In ogni caso Erdogan si dice forte della solidarietà Usa. “Il Presidente Obama mi ha detto che è dalla nostra parte e ci sostiene contro il tentato golpe. Le reazioni del nostro Stato non sono basate sulle emozioni ma sulla ragione. Continueremo a mostrare la stessa solidarietà con gli Usa”. E su Gulen, l’uomo accusato ripetutamente di essere dietro al Colpo di Stato, aggiunge: “Provvederemo a fornire agli Usa tutti i documenti e aspetteremo la decisione dei tribunali americani sull’estradizione di Gulen”.

Intanto la resa dei conti nel Paese prosegue inesorabile.

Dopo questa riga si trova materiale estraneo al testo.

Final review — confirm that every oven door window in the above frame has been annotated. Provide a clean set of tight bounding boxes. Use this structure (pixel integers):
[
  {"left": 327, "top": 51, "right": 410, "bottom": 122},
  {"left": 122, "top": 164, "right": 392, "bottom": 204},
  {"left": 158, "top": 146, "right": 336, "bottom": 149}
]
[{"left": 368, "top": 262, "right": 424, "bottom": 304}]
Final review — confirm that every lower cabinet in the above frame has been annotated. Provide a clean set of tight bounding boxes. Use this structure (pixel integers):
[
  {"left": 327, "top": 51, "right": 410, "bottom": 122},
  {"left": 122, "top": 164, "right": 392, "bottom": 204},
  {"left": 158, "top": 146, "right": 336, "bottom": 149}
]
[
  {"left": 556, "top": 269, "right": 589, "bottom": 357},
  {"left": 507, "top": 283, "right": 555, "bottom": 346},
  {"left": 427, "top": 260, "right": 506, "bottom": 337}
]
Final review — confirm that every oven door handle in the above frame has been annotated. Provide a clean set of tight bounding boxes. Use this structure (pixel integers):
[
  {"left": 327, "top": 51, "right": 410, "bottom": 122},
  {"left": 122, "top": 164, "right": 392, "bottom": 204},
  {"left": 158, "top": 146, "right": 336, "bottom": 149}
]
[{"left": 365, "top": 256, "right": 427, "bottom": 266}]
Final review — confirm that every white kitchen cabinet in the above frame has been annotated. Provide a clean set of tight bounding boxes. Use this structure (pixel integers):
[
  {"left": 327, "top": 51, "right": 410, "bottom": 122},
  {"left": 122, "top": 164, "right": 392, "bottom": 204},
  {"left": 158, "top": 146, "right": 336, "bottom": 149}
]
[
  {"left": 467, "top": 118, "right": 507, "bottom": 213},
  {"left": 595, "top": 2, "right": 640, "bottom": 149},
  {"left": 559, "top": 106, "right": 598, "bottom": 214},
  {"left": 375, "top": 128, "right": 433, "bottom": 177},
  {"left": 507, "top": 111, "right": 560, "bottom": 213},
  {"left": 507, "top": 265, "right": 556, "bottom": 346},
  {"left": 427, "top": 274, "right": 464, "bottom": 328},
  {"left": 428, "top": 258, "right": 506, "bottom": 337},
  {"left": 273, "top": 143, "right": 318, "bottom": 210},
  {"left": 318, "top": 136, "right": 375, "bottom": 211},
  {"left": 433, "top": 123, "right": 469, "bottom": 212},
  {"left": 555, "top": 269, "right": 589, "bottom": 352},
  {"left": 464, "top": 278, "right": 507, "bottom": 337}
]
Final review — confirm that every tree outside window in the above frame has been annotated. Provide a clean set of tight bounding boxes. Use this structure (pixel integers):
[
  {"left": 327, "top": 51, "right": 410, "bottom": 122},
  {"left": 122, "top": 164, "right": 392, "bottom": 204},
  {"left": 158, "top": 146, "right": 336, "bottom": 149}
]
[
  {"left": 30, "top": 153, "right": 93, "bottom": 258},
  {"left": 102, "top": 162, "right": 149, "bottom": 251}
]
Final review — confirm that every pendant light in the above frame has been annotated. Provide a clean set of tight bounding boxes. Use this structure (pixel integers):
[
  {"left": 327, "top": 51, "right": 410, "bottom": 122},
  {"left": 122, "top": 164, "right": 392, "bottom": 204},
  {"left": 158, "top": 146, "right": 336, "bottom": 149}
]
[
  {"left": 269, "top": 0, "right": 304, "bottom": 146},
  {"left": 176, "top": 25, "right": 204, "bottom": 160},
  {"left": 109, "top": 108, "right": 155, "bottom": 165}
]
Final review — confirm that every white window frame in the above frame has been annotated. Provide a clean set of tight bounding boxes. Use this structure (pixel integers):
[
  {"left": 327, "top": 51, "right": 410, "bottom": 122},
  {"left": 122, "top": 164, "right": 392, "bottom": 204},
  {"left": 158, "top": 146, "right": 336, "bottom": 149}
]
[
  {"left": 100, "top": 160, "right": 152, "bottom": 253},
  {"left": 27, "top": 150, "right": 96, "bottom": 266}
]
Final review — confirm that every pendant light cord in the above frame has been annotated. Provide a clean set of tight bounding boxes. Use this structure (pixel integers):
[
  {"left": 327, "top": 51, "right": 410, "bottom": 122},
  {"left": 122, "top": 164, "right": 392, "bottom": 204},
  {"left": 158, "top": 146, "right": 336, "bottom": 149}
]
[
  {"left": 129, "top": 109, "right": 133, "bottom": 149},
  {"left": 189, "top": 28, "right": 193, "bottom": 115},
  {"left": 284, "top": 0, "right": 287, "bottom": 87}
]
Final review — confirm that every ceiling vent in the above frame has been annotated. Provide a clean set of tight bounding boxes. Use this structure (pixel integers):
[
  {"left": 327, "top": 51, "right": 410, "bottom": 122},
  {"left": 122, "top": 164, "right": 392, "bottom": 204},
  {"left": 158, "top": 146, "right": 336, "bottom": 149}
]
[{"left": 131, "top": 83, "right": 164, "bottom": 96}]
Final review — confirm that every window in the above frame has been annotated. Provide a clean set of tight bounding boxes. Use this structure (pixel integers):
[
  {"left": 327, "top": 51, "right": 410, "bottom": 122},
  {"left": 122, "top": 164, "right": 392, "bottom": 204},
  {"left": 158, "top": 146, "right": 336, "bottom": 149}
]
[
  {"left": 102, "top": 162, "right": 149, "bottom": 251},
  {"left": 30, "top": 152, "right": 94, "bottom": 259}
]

Il ministero della Difesa ha avviato un’indagine su tutti i giudici e procuratori militari, sospendendone al momento 262. In manette sono finiti anche due giudici della Corte costituzionale

Proseguono senza sosta le purghe nel mondo dell’istruzione. Il ministero dell’Educazione ha annunciato di aver sospeso altri 6.538 dipendenti, dopo i 15.200 già allontanati ieri e i 21 mila a cui è stata tolta la licenza per insegnare nelle scuole private. Lo riporta la Cnn Turk.

Il rettore dell’Università di Gazi ad Ankara, Suleyman Buyukberber, è stato arrestato, poco dopo essere stato rimosso dal suo incarico. Dopo centinaia di allontanamenti, si tratta del primo arresto noto di un accademico a seguito del fallito golpe.

Ci sono notizie di “estese torture” contro militari detenuti in isolamento presso la centrale di polizia di Ankara. Lo scrive su Twitter Andrew Gardner, analista di Amnesty International esperto di Turchia, che denuncia una repressione di proporzioni eccezionali anche sulla stampa, proprio mentre i giornalisti cercano di indagare sui misteri del golpe. Almeno 24 radio e tv considerate vicine a Gulen sono state chiuse, mentre venivano ritirati gli accrediti stampa di 35 reporter e arrestato il direttore del giornale Meydan, Levent Kenez. Bloccata anche la diffusione del settimanale satirico Leman, tra i più letti in Turchia, colpevole di aver più volte ricordato i legami storici tra Erdogan e Gulen, prima della rottura del 2013.

Dopo quasi 60 mila epurazioni e 10 mila arresti, per le strade della Turchia, la tensione continua a crescere. “Feto (Gulen, ndr), cane del diavolo, impiccheremo te e i tuoi cani al vostro stesso guinzaglio”, recita in queste ore un gigantesco striscione a piazza Taksim a Istanbul, appeso dalle folle pro-Erdogan sulla facciata del centro culturale Ataturk, un tempo fortino della rivolta anti-governativa di Gezi Park. A fianco, due maxi ritratti proprio del presidente turco.